Op grond van artikel 10, tweede lid, aanhef en onder g, van de Wob blijft het verstrekken van informatie ingevolge deze wet eveneens achterwege voor zover het belang daarvan niet opweegt tegen het belang van het voorkomen van onevenredige bevoordeling of benadeling van bij de aangelegenheid betrokken natuurlijke personen of rechtspersonen dan wel van derden.
Artikel 10, vierde lid, van de Wob bepaalt:
“Het eerste lid, aanhef en onder c (…) zijn niet van toepassing voorzover het milieu-informatie betreft die betrekking heeft op emissies in het milieu. Voorts blijft in afwijking van het eerste lid, aanhef en onder c, het verstrekken van milieu-informatie uitsluitend achterwege voorzover het belang van openbaarmaking niet opweegt tegen het daar genoemde belang.”
Artikel 10, zesde lid, van de Wob bepaalt dat het tweede lid, aanhef en onder g, niet van toepassing is op het verstrekken van milieu-informatie.
Artikel 10, achtste lid, van de Wob bepaalt dat voorzover het vierde lid, eerste volzin niet van toepassing is, bij het toepassen van het eerste, tweede en zevende lid op milieu-informatie in aanmerking wordt genomen of deze informatie betrekking heeft op emissies in het milieu.
Op grond van artikel 1, aanhef en onder g, van de Wob wordt in deze wet en de daarop berustende bepalingen onder milieu-informatie verstaan wat daaronder wordt verstaan in artikel 19.1a van de Wet Milieubeheer (Wm).
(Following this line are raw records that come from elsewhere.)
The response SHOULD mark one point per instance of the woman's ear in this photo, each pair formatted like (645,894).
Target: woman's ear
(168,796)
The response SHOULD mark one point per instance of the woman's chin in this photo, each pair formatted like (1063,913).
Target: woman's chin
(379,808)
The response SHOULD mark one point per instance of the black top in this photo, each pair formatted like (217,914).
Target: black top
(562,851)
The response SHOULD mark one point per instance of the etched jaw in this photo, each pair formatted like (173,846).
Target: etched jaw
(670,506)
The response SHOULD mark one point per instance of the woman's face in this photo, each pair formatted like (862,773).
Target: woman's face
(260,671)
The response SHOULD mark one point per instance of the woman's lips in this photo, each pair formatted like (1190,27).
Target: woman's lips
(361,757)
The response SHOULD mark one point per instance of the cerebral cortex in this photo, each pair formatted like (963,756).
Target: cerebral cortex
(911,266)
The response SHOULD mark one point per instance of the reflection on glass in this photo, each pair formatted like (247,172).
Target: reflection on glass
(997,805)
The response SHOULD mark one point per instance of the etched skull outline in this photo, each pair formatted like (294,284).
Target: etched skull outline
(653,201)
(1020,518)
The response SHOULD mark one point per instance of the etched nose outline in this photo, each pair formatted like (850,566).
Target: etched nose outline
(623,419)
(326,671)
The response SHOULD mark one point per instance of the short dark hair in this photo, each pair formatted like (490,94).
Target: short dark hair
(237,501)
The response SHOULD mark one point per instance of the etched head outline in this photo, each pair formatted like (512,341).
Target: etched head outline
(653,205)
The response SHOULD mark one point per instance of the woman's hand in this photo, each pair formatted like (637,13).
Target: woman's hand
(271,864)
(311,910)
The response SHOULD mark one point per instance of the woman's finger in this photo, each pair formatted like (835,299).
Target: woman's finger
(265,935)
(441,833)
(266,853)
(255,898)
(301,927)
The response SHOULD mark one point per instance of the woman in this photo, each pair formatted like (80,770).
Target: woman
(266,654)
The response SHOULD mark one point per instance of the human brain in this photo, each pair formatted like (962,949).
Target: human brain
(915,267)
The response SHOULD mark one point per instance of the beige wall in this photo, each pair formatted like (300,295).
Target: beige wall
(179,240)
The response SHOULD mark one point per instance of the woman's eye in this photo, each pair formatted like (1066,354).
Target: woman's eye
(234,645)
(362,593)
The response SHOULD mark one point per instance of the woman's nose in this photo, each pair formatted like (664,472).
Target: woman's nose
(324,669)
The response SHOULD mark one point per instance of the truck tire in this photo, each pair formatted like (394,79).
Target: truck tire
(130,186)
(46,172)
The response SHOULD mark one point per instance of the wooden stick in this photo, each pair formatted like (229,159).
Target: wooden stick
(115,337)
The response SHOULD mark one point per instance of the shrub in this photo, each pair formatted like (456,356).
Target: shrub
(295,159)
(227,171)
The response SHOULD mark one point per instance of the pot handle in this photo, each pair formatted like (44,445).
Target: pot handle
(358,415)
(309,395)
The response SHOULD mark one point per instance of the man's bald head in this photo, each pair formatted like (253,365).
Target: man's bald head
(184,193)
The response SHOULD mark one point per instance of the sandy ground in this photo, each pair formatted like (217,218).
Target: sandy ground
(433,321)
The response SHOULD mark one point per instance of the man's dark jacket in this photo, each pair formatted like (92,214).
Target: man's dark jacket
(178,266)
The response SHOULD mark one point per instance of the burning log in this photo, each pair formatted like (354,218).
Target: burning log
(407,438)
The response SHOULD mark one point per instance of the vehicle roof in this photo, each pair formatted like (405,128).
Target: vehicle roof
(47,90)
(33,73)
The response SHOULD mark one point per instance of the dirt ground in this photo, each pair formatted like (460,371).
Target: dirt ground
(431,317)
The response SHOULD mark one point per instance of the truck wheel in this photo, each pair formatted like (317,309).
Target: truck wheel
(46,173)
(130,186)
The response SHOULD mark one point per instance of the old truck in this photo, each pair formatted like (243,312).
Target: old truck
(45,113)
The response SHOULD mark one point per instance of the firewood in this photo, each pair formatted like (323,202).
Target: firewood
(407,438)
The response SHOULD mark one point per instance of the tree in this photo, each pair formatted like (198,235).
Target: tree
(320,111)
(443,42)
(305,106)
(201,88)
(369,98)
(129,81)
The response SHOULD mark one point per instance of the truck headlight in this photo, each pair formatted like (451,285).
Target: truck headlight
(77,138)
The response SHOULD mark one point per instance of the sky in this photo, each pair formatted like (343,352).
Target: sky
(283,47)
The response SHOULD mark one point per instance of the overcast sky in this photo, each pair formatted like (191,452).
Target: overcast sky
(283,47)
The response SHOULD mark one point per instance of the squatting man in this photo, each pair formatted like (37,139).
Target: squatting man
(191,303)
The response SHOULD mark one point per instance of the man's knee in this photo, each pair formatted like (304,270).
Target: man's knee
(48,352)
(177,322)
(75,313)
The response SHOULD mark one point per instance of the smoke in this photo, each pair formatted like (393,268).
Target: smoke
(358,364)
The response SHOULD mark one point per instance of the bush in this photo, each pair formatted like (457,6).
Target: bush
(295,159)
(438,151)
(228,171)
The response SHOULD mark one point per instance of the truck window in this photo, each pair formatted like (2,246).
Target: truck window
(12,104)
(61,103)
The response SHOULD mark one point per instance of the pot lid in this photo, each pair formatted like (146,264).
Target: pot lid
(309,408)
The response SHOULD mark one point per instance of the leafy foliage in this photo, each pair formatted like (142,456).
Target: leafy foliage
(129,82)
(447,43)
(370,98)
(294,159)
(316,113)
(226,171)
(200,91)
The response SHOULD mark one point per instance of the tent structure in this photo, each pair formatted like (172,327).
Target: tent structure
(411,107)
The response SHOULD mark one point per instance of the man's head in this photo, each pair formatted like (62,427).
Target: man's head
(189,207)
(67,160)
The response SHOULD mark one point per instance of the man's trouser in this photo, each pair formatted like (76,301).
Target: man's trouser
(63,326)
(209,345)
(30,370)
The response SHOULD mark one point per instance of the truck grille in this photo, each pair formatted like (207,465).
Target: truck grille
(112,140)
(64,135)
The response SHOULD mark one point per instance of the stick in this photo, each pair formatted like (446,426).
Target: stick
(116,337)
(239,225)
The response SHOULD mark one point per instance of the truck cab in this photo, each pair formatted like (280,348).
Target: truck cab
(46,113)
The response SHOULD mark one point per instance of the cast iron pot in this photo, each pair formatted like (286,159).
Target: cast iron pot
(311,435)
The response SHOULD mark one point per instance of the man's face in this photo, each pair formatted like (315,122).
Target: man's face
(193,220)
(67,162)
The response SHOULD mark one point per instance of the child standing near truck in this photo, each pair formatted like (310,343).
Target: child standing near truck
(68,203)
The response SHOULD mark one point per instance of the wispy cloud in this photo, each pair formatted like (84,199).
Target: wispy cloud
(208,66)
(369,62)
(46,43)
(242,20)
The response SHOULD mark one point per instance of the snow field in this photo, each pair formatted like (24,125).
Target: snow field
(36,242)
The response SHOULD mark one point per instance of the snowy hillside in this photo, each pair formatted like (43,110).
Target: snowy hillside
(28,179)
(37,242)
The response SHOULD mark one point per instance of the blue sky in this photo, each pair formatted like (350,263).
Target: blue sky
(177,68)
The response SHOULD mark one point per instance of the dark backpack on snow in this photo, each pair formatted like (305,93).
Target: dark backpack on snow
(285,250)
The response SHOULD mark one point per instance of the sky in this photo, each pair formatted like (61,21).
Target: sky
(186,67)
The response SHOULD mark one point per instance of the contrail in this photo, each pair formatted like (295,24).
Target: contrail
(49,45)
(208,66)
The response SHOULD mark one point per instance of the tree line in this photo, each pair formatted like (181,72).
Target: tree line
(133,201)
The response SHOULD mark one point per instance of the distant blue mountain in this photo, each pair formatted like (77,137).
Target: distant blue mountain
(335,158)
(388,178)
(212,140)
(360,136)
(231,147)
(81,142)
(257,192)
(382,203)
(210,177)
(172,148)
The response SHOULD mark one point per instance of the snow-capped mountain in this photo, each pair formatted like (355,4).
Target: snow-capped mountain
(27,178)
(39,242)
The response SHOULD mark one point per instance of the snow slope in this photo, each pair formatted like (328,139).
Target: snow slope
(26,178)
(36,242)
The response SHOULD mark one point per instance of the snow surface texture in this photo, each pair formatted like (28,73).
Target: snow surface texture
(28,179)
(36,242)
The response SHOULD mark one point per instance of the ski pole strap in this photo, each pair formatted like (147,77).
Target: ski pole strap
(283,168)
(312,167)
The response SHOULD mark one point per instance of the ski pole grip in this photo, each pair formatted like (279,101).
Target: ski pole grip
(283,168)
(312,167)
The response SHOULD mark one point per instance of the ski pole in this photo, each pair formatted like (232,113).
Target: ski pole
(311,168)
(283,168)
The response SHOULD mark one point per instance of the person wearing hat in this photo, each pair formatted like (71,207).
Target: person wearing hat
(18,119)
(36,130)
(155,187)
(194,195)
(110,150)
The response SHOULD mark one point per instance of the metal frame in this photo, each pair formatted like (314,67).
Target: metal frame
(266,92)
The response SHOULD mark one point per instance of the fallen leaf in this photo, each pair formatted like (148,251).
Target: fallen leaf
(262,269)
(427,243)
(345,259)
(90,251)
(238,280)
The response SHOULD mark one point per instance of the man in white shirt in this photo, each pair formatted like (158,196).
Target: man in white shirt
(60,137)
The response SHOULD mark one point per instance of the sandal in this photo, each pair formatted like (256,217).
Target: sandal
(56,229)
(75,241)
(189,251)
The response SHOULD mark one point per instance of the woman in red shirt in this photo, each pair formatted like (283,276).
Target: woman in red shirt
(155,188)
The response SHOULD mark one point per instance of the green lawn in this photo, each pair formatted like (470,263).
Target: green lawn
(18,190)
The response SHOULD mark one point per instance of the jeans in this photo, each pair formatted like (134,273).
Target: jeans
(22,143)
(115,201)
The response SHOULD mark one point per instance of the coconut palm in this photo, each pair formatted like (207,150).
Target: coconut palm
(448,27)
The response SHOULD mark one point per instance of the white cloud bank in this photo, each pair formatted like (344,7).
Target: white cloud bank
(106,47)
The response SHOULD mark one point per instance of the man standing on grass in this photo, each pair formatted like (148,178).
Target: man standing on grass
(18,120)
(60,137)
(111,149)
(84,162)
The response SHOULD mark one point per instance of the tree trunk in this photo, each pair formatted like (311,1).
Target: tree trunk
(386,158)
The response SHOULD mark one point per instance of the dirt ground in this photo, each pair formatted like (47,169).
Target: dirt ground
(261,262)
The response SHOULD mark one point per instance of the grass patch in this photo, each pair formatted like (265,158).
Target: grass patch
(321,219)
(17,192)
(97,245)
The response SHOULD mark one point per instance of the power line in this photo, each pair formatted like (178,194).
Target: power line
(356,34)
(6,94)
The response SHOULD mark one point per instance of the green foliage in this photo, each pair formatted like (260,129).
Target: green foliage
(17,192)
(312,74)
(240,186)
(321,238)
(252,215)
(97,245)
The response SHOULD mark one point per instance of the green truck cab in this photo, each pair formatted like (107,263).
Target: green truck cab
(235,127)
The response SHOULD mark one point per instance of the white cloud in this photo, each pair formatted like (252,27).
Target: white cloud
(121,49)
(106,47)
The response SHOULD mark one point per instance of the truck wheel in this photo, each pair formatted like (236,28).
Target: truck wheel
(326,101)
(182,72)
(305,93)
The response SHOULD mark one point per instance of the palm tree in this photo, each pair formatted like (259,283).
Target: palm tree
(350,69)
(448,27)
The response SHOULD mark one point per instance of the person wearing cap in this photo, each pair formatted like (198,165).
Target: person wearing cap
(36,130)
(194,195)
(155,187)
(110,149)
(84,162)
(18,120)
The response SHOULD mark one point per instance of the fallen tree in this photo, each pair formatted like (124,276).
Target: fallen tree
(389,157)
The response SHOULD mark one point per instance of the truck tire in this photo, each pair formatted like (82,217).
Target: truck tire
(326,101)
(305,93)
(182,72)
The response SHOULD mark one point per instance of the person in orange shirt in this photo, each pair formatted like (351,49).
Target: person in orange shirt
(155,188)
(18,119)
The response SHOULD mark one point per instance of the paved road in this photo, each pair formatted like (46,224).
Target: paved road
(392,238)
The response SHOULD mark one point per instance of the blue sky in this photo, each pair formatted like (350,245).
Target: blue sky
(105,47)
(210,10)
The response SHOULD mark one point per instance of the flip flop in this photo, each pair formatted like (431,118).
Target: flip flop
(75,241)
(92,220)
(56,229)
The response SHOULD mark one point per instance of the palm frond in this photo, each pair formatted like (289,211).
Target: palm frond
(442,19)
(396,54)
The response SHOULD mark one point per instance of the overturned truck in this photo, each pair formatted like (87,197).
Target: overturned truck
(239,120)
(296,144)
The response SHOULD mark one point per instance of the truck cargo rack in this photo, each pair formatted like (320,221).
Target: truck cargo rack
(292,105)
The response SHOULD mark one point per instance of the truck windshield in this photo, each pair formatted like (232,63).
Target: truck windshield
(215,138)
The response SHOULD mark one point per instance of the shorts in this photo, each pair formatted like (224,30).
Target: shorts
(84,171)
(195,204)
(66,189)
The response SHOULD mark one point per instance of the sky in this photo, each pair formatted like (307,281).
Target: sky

In artikel 19.1a, eerste lid, van de Wm, voor zover thans van belang, wordt onder milieu-informatie verstaan alle informatie, neergelegd in documenten, over:
a. de toestand van elementen van het milieu, zoals lucht en atmosfeer, water, bodem, land, landschap en natuurgebieden met inbegrip van vochtige biotopen, kust- en zeegebieden, biologische diversiteit en haar componenten, met inbegrip van genetisch gemodificeerde organismen, en de interactie tussen deze elementen;
b. factoren, zoals stoffen, energie, geluid, straling of afval, met inbegrip van radioactief afval, emissies, lozingen en ander vrijkomen van stoffen in het milieu die de onder a bedoelde elementen van het milieu aantasten of waarschijnlijk aantasten;
c. maatregelen, met inbegrip van bestuurlijke maatregelen, zoals beleidsmaatregelen, wetgeving, plannen, programma’s, milieuakkoorden en activiteiten die op de onder a en b bedoelde elementen en factoren van het milieu een uitwerking hebben of kunnen hebben, alsmede maatregelen of activiteiten ter bescherming van die elementen;
d (…).
e. kosten-baten- en andere economische analyses en veronderstellingen die worden gebruikt in het kader van de onder c bedoelde maatregelen en activiteiten.
f. (…)
In artikel 1.1 van de Wm, voor zover thans van belang, wordt onder emissie verstaan: stoffen, trillingen, warmte, die of geluid dat direct of indirect vanuit een bron in de lucht, het water of de bodem worden, onderscheidenlijk wordt gebracht.